CSST systems consist of flexible pipe between a building’s gas sources and appliances, as well as fittings and other accessories. The gas tubing is often covered with a yellow or black jacket, which may be stamped with the manufacturer’s name.
It is important to remember that CSST is not always exposed to view. CSST can be found under, through or alongside floor joists in your basement, inside interior wall cavities, on top of ceiling joists in attic spaces, or connected to appliances, such as water heaters. More than six million homes in the United States have been outfitted with CSST, which commands over 50% of the market for fuel gas piping in new and remodeled homes through the country.
CSST Safety Questioned
CSST manufacturers claim that their products are safe when properly bonded; however, it has been alleged that even if all mechanical and electrical systems of the property are properly bonded, there is still an opportunity for a CSST lightning-induced fire. States such as Florida, which exhibits a significantly high rate of lightning strikes, have strict building codes and practices, including a requirement for bonding. Unfortunately, these codes provide minimum bonding standards that continue to be reviewed. As these standards are revised, properties previously installed with CSST may not benefit from these changes.

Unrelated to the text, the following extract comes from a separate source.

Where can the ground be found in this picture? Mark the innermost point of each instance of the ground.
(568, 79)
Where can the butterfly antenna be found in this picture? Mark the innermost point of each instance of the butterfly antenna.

Homes fitted with CSST have led the National Fire Protection Association to form a committee to study this problem. In 2010, a technical committee for the Association reported that it received information of “limited value” from CSST manufacturers with respect to the effectiveness of bonding, and has considered a ban on the installation of CSST in a 2014 edition of the National Fuel Gas Code.
The problem has also led two fire departments in Texas to seek a ban on CSST and fire officials in Pennsylvania to issue a warning to homeowners about the dangers of the products.